Which would enhance interaction with:

    <form ... rhaps-utterances-src="...">
      <dl>
        <dt><label for="input-pet">What type of pet do you want?</label></dt>
        <dd><select id="input-pet" name="pet">
          <option value="cat">Cat</option>
          <option value="dog" checked>Dog</option>
        </select></dd>

        <dt><label for="input-size">How big should it be?</label></dt>
        <dd><select id="input-size" name="size" required>
          <option value="xs" title="petite, itty bitty">Tiny</option>
          <option value="s" title="little, take on a plane">Small</option>
          <option value="m" title="average, up to my knees">Medium</option>
          <option value="l" title="huge, waste-high">Large</option>
        </select></dd>

        <dt><label for="input-energy" required>How energetic?</label></dt>
        <dd><select id="input-energy" name="energy">
          <option value="low" title="to relax with, to cuddle with">Low</option>
          <option value="med" title="fun to play with, plays tug of war">Medium</option>
          <option value="high" title="energetic, plays frizbee, that I can run with">High</option>
        </select></dd>

        <dt><label for="input-temperament">Family pet or guard dog?</label>
        <dd><select id="input-temperament" name="temperament">
          <option value="family" title="to relax with, to cuddle with">Family</option>
          <option value="guard" title="fun to play with, plays tug of war">Guard</option>
        </select></dd>
      </dl>
    </form>

## Form activation

To activate this mode, I'm thinking of letting the autofocus attribute trigger it
and listening for the text of the "submit" button. If there is no submit button,
I'd instead listen for "enter/submit/fill-in form".

When the page is read aloud, you will hear just the submit buttons.
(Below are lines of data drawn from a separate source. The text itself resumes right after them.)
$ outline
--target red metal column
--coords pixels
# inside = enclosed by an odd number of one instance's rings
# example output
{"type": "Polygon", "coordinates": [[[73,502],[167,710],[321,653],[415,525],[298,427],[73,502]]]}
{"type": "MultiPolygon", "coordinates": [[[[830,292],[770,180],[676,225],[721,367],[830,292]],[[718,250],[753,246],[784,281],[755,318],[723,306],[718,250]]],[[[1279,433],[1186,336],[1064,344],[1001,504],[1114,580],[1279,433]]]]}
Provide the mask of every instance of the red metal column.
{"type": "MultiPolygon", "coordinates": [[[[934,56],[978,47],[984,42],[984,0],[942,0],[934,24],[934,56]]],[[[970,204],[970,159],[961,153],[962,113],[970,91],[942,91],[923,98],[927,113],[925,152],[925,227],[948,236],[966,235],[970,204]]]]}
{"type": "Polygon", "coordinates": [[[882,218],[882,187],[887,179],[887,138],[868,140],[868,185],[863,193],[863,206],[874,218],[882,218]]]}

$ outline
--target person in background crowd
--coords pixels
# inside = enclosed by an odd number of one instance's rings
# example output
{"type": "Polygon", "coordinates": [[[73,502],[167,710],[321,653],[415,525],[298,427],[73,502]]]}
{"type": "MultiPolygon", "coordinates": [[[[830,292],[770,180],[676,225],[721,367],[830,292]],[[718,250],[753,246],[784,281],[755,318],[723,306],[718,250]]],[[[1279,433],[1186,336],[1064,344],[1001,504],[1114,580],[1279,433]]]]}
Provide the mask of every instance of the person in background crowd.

And with them,
the audio cue.

Alternatively pages can link to a page with a `<form>` element as the root, which
will more naturally the semantics Rhapsode applies.

## Implementation
The big question here is where to split the responsibility between the Haskell
with it's access to the HTML, and C code with it's access to the text-to-speech
& speech-to-text engines. And the secondary question of how it fits in with the
rendering pipeline.

I'll propose that the solution would be to design a new format to represent forms,
that more closely describes what data is expected rather than which OS widgets to
use. Though I would want to expose the latter so users can open standard OS
dialogs for things like colours & files.

Then Haskell can focus on converting back and forth between this format & HTML
forms, whilst C can focus on filling them in.

### Intermediate Form Representation
Each input in the form should specify:

* Whether it's required
* Name
* Label
* Default value, if any
* Whether it accepts free-form text
* Valid/favoured words/ngrams
* Editable?
* Any prescribed options, with their human friendly labels & machine friendly values.
* Whether it accepts multiple inputs.
* The input `type`, in case that matters for the embedding GUI.

### Integration
Prior to rendering a page, C will first check to see if there's any forms for it
to process.

If so it'll step the user through it and use those results instead to render the
output SSML and link tables. Those links would be handled specially to refer to
specific inputs, ultimately calling a special `fetch` Haskell function to attach
the form data.

## How you can help?
You could:

* Get started on either the C or Haskell side,
* Or it'd be helpful just to help me figure out how all the form inputs/elements
  translate over to the fields listed above.